Doing leetcode like problems on a semi-regular basis helps me a lot.
There are no coincidences, unless proven otherwise.
If something smells wrong, it probably is. Trust your gut.
Make sure you're building the right thing, before you build the thing right.
Don't be clever. Elegant one-liners that make you feel like a genius when writing it are probably not very maintainable.
The second best piece of code is the one you just deleted. The best one is the one you didn't write in the first place.
Plan to fail, and gracefully degrade.
1. Look at prior art. Many problems have been solved before. It can be more fun to dive in and create your own solution, but looking for previous solutions first often saves time, results in a better solution, or may show you that you don't need to write the code in the first place.
2. Write down the problem you are trying to solve before solving it.
3. Solve the problem multiple times before committing to a final solution (if you have time).

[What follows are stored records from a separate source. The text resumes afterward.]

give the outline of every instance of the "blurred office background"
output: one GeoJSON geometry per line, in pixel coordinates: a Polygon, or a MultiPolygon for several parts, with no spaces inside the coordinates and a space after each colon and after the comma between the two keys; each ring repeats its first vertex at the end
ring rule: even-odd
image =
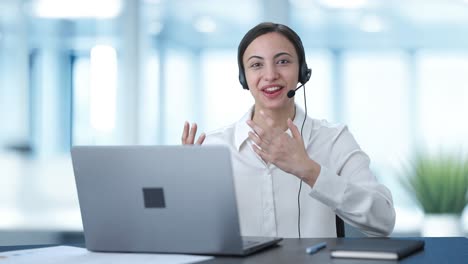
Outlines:
{"type": "Polygon", "coordinates": [[[0,244],[82,241],[72,145],[240,118],[237,45],[262,21],[302,37],[309,115],[349,125],[393,193],[392,235],[420,235],[397,179],[416,149],[467,146],[468,0],[0,0],[0,244]]]}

Unless the problem is familiar, your first solution will not be the best one.
4. Learn when to ask for help. This depends on the scale of the problem, but in general if you aren't making progress within half a day, consider asking someone else for their help and ideas.

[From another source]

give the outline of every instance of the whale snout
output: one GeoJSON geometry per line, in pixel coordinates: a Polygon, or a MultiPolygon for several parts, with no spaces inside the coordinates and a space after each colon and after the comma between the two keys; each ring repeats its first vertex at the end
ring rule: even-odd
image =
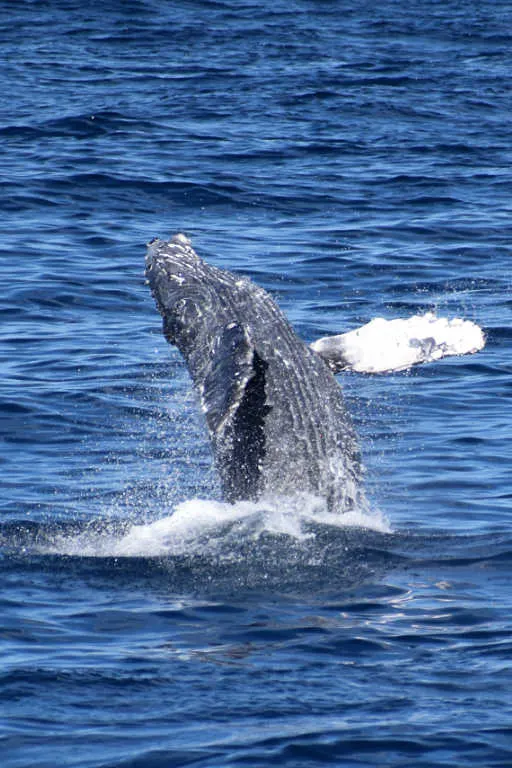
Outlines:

5. Do rubber duck debugging. People who talk through problems aloud are better problem solvers and learners. https://www.teachervision.com/problem-solving/think-aloud-st...
6. Make documentation easily accessible. Some recommend spaced repetition like Anki (https://sivers.org/srs) to recall library functions and patterns. I've found that just having locally cached documentation in an app like Dash (https://kapeli.com/dash), Zeal (https://zealdocs.org/) or Velocity (https://velocity.silverlakesoftware.com/) to be a big help, especially if you don't just work with one language every day.

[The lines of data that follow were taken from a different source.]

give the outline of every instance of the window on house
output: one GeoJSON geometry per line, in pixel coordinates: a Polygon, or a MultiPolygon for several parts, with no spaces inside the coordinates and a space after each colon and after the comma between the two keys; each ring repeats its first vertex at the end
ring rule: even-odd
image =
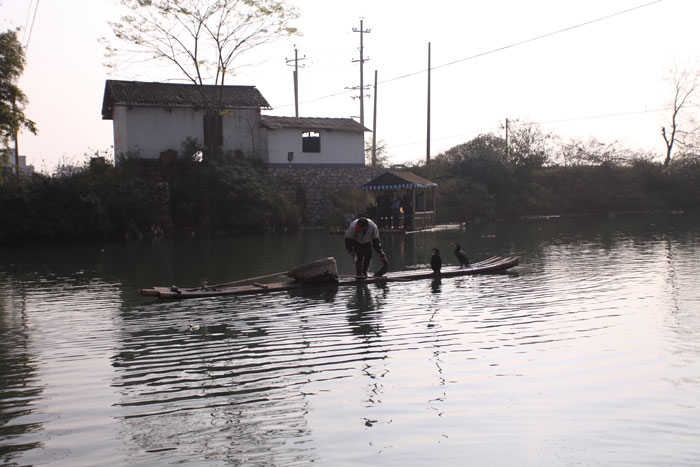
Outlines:
{"type": "Polygon", "coordinates": [[[204,115],[204,146],[224,145],[224,124],[221,114],[204,115]]]}
{"type": "Polygon", "coordinates": [[[305,131],[301,134],[302,152],[321,152],[321,133],[318,131],[305,131]]]}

7. Do programming puzzles. I've found it helps a lot with software maintenance and other problem solving at the micro level. (It doesn't generally help with big systems design because puzzles tend to be smaller in scope than that, but a lot of our work is maintaining existing code.) I find https://exercism.io/ the best for this because you usually complete puzzles in the same environment you'll use for daily work (your text editor/IDE of choice), rather than in a web-based environment with limitations.
8. Consider courses like HtDP (https://htdp.org/2018-01-06/Book/ ) and the Clean Code series (Clean Code, The Clean Coder, Clean Architecture) for basic advice on structuring systems. Find others at https://mustread.tech/books
9. Make things. Keep them small in scope to begin with so that you finish some of them.
10. Surround yourself with brilliant people. Feeling like the dumbest person in the room is intimidating but you learn more.
11. Read and learn outside of the field of software. In the words of Feynman, “everything is interesting if you go into it deeply enough.” I like In Our Time (https://www.bbc.co.uk/programmes/b006qykl) and https://www.thegreatcoursesplus.com/ and https://www.masterclass.com/.
12. Look after yourself. Eat well, sleep well and exercise.